Zebra mussels are a small, invasive mollusk (clam) that originated in Eastern Europe and first arrived in the U.S. in the mid-1980s. Though usually less than an inch in size as adults, they can rapidly spread under the right conditions. These mussels can clog irrigation lines and damage boat motors and docks, and their sharp shells can wash up on shorelines in large numbers making recreation difficult. The larval stage of zebra mussels, called “veligers,” are nearly impossible to detect due to their small size, heightening the importance of the state’s boat draining laws. Veligers can be easily transported to new waters in a small amount of water remaining anywhere in a boat or watercraft after a fishing or boating trip.

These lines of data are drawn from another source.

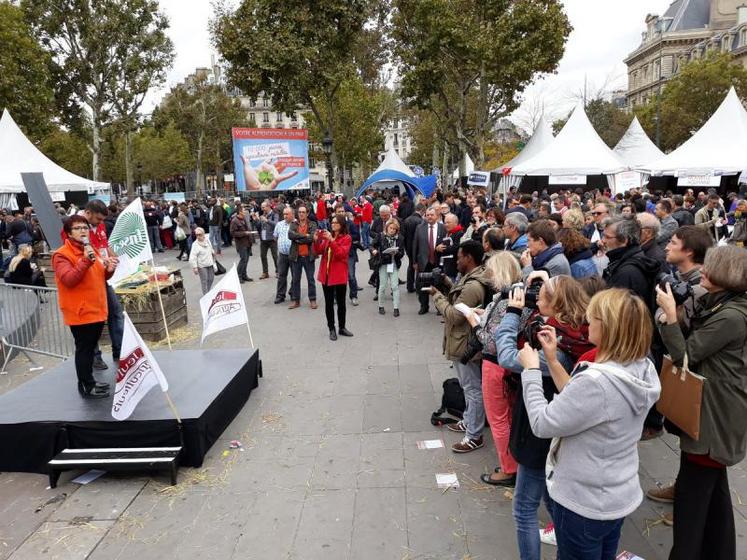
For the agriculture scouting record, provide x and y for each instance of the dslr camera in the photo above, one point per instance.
(681, 290)
(531, 292)
(427, 279)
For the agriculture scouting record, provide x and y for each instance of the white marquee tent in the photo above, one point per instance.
(635, 148)
(541, 138)
(18, 155)
(468, 164)
(577, 150)
(718, 148)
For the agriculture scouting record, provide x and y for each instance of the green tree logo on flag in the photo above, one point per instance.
(130, 236)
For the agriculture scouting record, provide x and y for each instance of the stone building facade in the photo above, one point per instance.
(686, 31)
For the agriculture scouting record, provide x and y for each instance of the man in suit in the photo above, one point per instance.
(408, 231)
(428, 236)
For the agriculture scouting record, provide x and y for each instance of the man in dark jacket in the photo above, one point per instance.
(241, 233)
(629, 267)
(408, 231)
(301, 235)
(215, 221)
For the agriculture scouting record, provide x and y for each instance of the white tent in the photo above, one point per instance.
(468, 164)
(18, 155)
(718, 148)
(577, 150)
(635, 148)
(541, 138)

Boaters enjoying South Dakota’s McCook Lake should be aware that the body of water is now classified as “infested” with zebra mussels by the South Dakota Game, Fish and Parks (GFP). Special precautions are necessary to prevent spreading mussels to other waters.

Members of the McCook Lake Association performing maintenance prior to Memorial Day Weekend initially discovered the mussels. Additional sampling efforts by the GFP have confirmed adult zebra mussels exist in multiple areas throughout the lake.

In August 2015, zebra mussels were present and reproducing in large numbers in Lewis and Clark Lake near Yankton, S.D. This prompted a collaborative effort by multiple local, state and federal agencies from South Dakota and Nebraska to address the problems these mussels create. Boat inspections and enforcement efforts have been increased to ensure boaters are complying with regulations.

At a recent checkpoint on Lewis and Clark Lake, a number of individuals entered the ramp area towing their boats with their plugs still in place and they received citations.

“Anglers and all recreational boaters need to understand that once they remove their plugs they must remain out until just prior to launching on a subsequent trip on the water,” said Emmett Keyser, GFP southeast regional supervisor. “The boating public is one of our essential allies in helping to prevent the spread of aquatic invasive species and we want to remind them they must leave their plugs out and drains open at all times when they are not on the water.”

Completely draining a boat is the first step to ensure aquatic invasive species are not transferred to other waters. Anglers and boaters using zebra mussel-infested waters should clean their boats with 140-degree water and let them completely dry before launching their boats in uninfested water bodies.

“Right now, South Dakota waters are beginning to reach peak water temperatures for juvenile veligers to spread,” said John Lott, GFP chief of aquatic resources. “Anglers and boaters need to be extra diligent and completely drain their boats before leaving boat ramp areas.”